The War in the Pacific | The Second World War

V-J Day, the day of victory over Japan, was now the all out goal of Allied effort. The Soviet Union had refrained from adding Japan to its formal enemies as long as Germany was still a threat. Britain and the United States, on the other hand, were anxious for the Soviets to enter the war against the Japanese. This desire was responsible for many of the concessions made to Stalin in the last months of the German war.

The attack on Japan had been pressed in three main directions. First, in a process that the American press soon called “island-hopping,” the American navy drove straight toward Japan from the central Pacific. One after another, the small island bases that stood in the way were reduced by American naval forces, which used both air support and amphibious methods. Each island required an intense beach assault and pitched battle: Tarawa, Eniwetok, Kwajalein, Iwo Jima, Okinawa, Saipan, and Guam.

Second, the Americans and Australians, with help from other Commonwealth elements, worked their way up the southwest Pacific through the much larger islands of the Solomons, New Guinea, and the Philippines. The base for this campaign—which was under the command of the American general Douglas MacArthur (1880– 1964)—was Australia and such outlying islands as New Caledonia and the New Hebrides. By October 1944 the sea forces had won the battle of the Philippine Sea and had made possible the successful landing of MacArthur’s troops on Leyte and the reconquest of the Philippine Islands from the Japanese.

The third attack came from the south in the China-Burma-India theater. The main effort of the Allies was to get material support to Chiang Kai-shek and the Chinese Nationalists at Chungking and, if possible, to weaken the Japanese position in Burma, Thailand, and Indochina. After Pearl Harbor, when the Japanese seized and shut the “Burma Road,” the only way for the Allies to communicate with

Chiang’s Nationalists was by air. Although the Western Allies did not invest an overwhelming proportion of their resources in the China-Burma-India theater, they did help keep the Chinese formally in the fight. And as the final campaign of 1945 drew on, the British, with Chinese and American aid, were holding down three Japanese field armies in this theater.

The end in Japan came with a suddenness that was hardly expected. From Pacific island bases, American airplanes had inflicted crippling damage on Japanese industry in the spring and summer of 1945. The Japanese fleet had been almost destroyed, submarine warfare had almost strangled the Japanese economy, and the morale of Japanese troops was declining. Nonetheless, American leaders were convinced that only the use of their recently invented atom bomb could avert the very heavy casualties expected from the proposed amphibious invasion of the Japanese home islands.

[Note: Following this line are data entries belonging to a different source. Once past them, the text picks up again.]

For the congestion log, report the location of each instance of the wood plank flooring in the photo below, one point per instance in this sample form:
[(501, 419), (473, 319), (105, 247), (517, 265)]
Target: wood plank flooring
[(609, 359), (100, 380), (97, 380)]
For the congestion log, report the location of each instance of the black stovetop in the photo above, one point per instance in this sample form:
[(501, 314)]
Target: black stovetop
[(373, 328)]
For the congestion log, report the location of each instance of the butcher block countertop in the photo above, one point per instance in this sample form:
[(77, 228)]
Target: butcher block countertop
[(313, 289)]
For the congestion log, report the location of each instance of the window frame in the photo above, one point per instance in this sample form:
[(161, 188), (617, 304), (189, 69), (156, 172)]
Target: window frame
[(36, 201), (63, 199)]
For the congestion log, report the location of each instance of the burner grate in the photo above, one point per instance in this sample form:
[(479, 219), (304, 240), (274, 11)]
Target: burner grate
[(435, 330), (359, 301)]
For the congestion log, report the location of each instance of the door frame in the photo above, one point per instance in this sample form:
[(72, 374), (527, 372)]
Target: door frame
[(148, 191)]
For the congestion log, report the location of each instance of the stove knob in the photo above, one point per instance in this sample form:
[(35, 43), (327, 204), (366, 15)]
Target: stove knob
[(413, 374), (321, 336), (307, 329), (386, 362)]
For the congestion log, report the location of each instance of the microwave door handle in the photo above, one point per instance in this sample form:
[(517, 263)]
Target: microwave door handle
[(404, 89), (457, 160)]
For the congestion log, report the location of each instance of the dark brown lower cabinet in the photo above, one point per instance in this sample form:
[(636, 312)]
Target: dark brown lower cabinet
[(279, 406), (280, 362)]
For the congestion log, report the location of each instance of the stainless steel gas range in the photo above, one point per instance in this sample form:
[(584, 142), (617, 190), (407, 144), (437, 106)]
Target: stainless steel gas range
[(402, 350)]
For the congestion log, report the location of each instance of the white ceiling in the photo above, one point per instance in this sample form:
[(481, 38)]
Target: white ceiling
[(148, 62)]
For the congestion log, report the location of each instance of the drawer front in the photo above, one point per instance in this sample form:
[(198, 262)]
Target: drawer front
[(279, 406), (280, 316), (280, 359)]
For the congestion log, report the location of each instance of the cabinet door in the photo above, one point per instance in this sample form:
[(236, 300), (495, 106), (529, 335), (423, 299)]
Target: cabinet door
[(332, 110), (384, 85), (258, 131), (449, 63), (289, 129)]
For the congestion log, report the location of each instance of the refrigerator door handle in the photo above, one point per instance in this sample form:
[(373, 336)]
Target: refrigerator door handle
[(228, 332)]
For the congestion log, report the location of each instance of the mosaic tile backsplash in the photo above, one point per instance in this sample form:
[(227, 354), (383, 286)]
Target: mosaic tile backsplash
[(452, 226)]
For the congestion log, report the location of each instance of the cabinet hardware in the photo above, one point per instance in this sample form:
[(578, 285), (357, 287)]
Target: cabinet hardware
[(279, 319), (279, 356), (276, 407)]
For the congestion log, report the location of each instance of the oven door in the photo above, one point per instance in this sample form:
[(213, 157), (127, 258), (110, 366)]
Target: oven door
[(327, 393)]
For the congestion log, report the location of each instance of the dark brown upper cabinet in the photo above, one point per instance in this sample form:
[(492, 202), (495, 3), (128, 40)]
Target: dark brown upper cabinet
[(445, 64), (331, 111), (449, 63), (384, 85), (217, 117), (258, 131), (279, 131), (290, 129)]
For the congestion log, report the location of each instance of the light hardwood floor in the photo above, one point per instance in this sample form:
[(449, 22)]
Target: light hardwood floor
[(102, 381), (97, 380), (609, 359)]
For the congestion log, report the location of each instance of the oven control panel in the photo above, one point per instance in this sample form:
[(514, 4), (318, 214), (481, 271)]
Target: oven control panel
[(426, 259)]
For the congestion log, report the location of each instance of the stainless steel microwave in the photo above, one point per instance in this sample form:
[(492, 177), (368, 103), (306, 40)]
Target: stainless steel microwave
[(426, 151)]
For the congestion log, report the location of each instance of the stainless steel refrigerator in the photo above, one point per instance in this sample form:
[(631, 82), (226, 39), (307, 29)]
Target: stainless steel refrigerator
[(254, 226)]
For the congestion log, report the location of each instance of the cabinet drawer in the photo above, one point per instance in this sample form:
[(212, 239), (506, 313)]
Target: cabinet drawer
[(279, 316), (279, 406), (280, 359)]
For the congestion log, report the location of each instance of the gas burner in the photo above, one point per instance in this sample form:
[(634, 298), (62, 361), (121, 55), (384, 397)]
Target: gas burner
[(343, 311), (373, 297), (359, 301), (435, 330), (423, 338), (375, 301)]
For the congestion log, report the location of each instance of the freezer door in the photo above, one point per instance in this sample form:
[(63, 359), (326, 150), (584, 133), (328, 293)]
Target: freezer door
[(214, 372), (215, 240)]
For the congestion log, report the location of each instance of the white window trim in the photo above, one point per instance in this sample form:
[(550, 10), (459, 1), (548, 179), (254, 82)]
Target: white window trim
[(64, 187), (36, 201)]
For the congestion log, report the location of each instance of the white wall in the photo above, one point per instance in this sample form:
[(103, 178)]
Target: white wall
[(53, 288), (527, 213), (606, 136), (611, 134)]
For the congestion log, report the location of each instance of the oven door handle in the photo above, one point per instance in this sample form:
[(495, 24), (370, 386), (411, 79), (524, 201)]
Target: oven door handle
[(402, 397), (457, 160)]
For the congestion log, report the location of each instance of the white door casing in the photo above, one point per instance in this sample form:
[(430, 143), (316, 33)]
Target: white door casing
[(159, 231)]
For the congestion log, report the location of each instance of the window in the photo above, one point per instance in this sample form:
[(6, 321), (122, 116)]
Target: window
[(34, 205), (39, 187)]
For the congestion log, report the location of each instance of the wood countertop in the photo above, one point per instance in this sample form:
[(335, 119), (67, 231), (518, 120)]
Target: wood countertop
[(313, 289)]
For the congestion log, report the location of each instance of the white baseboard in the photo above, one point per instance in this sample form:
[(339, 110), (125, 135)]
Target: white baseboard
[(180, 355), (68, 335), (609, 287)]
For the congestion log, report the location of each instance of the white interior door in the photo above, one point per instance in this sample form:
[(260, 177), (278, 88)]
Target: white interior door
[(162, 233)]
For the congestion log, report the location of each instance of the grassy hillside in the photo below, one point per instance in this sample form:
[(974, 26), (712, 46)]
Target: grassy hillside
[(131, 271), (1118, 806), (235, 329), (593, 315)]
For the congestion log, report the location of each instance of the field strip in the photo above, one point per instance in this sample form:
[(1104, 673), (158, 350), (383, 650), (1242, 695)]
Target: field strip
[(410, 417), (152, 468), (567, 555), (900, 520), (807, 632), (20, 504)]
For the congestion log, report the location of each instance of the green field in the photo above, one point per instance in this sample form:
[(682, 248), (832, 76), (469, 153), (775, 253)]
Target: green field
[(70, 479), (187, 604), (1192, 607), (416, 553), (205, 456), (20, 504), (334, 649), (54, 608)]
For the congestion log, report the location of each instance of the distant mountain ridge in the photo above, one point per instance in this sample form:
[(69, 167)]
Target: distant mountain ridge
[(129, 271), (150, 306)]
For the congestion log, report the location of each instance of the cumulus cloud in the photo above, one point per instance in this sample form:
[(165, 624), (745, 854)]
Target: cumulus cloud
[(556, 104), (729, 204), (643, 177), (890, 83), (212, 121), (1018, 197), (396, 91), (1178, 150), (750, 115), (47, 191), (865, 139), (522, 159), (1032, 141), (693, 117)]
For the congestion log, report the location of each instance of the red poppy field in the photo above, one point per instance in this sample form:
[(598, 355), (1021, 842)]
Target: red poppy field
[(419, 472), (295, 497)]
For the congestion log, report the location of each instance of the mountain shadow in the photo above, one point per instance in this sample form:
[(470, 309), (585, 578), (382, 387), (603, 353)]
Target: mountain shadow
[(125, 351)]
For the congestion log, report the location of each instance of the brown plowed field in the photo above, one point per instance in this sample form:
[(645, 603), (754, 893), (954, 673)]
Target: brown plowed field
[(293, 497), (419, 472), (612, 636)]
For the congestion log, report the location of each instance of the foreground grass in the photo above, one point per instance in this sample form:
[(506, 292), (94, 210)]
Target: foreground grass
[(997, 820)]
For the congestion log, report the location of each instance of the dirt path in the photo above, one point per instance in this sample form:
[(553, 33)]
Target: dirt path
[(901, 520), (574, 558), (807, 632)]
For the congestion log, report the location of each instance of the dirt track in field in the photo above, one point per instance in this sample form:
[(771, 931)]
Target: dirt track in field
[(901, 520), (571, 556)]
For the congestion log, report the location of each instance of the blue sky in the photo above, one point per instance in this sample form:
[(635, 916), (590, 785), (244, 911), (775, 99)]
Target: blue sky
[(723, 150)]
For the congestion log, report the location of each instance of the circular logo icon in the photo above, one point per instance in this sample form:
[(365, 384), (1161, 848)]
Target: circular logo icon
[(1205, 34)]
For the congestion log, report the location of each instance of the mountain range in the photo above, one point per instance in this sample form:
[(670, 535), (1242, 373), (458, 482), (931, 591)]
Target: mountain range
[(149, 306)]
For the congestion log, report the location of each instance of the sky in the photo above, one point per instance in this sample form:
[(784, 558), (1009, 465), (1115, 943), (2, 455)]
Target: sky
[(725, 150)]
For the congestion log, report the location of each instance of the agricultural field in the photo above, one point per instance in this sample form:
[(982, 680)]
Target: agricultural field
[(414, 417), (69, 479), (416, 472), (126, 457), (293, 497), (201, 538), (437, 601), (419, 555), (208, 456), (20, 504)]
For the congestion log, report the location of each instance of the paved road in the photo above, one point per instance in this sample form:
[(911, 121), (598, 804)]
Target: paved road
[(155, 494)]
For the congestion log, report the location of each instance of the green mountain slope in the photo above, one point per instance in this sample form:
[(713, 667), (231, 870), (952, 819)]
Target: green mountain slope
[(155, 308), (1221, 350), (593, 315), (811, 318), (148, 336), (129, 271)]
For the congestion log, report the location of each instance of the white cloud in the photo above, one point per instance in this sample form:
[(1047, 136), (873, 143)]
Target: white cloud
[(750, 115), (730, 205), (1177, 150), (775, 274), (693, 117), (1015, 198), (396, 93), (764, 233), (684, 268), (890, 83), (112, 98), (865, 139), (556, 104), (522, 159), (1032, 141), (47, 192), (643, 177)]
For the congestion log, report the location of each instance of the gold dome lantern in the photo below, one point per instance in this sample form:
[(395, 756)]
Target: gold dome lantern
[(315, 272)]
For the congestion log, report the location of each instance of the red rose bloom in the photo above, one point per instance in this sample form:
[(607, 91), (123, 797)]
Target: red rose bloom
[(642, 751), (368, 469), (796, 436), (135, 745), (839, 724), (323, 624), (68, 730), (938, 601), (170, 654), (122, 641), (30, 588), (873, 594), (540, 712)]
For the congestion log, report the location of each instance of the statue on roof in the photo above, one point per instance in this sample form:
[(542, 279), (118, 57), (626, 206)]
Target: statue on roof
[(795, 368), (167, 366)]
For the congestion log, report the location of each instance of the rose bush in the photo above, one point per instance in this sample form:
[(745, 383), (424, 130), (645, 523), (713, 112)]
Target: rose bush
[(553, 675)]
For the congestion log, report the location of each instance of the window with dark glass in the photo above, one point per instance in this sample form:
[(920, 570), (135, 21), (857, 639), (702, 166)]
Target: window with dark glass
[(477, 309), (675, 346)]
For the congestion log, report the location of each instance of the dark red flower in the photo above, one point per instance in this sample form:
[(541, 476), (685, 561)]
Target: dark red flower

Some commentators believe that racism also played a role in the decision to use the bomb on the Japanese rather than on any European people, though the bomb was not, in fact, ready for use in time to affect the European war. An additional motive for its use was a desire to demonstrate to the Soviet Union, which many feared would turn upon the Allies at the end of the war, just how powerful America’s new weapon was. The result was the dropping of the first atom bomb on Hiroshima on August 6, 1945.

On August 8 the Soviets, who had agreed to come into the war against Japan once Germany was beaten, invaded Manchuria in full force. Faced with what they felt was certain defeat after the dropping of a second atom bomb on Nagasaki, the Japanese government decided not to make a last-ditch stand in their own country.

On September 2 the Japanese formally surrendered in Tokyo Bay. Japan gave up its conquests abroad and submitted to American military occupation. Purged of most of its militarists, the Japanese government continued to rule under nominal Allied (actually American) supervision.